How to Bill a Claim with a Miscellaneous code (L2999 or L5999)

Linda Collins
08-23-2019
Blog

When the existing HCPCS do not adequately describe a product you have the option to use a miscellaneous code. There are specific requirements to include in your claim when using a miscellaneous code.


When the existing HCPCS do not adequately describe a product you have the option to use a miscellaneous code. There are specific requirements to include in your claim when using a miscellaneous code.

The miscellaneous HCPCS codes include:

  • L2999 – lower extremity orthosis, NOS (not otherwise specified)
  • L5999- lower extremity prosthesis, NOS (not otherwise specified)

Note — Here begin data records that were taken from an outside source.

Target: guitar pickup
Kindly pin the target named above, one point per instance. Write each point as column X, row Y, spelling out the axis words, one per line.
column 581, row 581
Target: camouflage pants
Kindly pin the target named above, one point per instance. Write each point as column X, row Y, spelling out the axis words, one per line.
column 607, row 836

Miscellaneous codes do not have specific reimbursement amounts. Payers have various methods for determining payment amount when a miscellaneous code is submitted. Private payer contracts should specify how miscellaneous codes are processed. Payers may use one of the following methods for determining reimbursement of miscellaneous codes:

  1. Percent of Billed Charges
  2. MSRP Minus
  3. Invoice Plus

Percent of Billed Charges

The contract may state "payment will be X% of billed charges." The payer will discount the amount you submit on the claim by the percentage indicated in the contract. In this case, you must be aware of the percentage so you can determine your reimbursement. If your contract is not clear, contact the Provider Relations department at the payer. 

MSRP Minus

The contract may state "payment will be MSRP minus X%." The claim may be held for payment until you provide the MSRP amount. The payer may ask for official documentation to substantiate the MSRP. In this case, you may use the Össur MSRP letter specific to the product.

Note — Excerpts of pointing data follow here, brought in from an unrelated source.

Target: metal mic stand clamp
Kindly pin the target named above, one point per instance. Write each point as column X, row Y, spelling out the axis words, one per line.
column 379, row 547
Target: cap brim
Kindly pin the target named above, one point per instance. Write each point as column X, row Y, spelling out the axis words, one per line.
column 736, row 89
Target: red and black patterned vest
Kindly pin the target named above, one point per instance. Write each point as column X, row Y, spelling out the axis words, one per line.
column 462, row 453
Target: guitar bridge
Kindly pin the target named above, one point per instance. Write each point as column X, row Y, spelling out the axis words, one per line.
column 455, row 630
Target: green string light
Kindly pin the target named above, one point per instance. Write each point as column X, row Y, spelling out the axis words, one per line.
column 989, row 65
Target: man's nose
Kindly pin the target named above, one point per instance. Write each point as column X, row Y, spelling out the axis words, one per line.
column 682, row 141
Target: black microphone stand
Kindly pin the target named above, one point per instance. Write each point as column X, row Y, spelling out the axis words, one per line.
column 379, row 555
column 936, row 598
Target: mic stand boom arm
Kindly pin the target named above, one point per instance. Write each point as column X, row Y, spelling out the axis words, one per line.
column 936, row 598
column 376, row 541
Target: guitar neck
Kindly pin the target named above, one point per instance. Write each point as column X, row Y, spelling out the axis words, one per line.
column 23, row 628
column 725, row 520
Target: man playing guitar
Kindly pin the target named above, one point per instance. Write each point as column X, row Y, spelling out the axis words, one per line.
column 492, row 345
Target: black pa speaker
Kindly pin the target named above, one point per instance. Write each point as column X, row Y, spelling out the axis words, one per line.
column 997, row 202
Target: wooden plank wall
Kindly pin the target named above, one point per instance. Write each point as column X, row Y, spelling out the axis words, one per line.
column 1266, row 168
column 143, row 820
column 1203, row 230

The contract may state "payment will be the invoice amount plus X%." In this case, the payer will ask for a complete invoice and increase it up by the amount specified in the contract.

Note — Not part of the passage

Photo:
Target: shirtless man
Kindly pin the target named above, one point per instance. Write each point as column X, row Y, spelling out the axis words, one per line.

On the claim form, either HCFA 1500 or electronic equivalent, you must include specific information in certain boxes:

  • Box 19 requires a description of the product. The manufacturer may provide a description to you or you may choose to write your own narrative. There is limited character space, which means you may need to use abbreviations.
  • Box 21 requires a diagnosis code.  This will be an ICD 10 code provided by the prescribing physician.
  • Box 24D requires you to list the miscellaneous code you are billing (e.g. L2999)

What does this mean for you?

The use of miscellaneous codes may be valid as a way to describe certain products. Be prepared with the information, complete the form with the requested descriptions, plan on an inquiry from the payer, and understand the reimbursement methodology used to pay miscellaneous codes.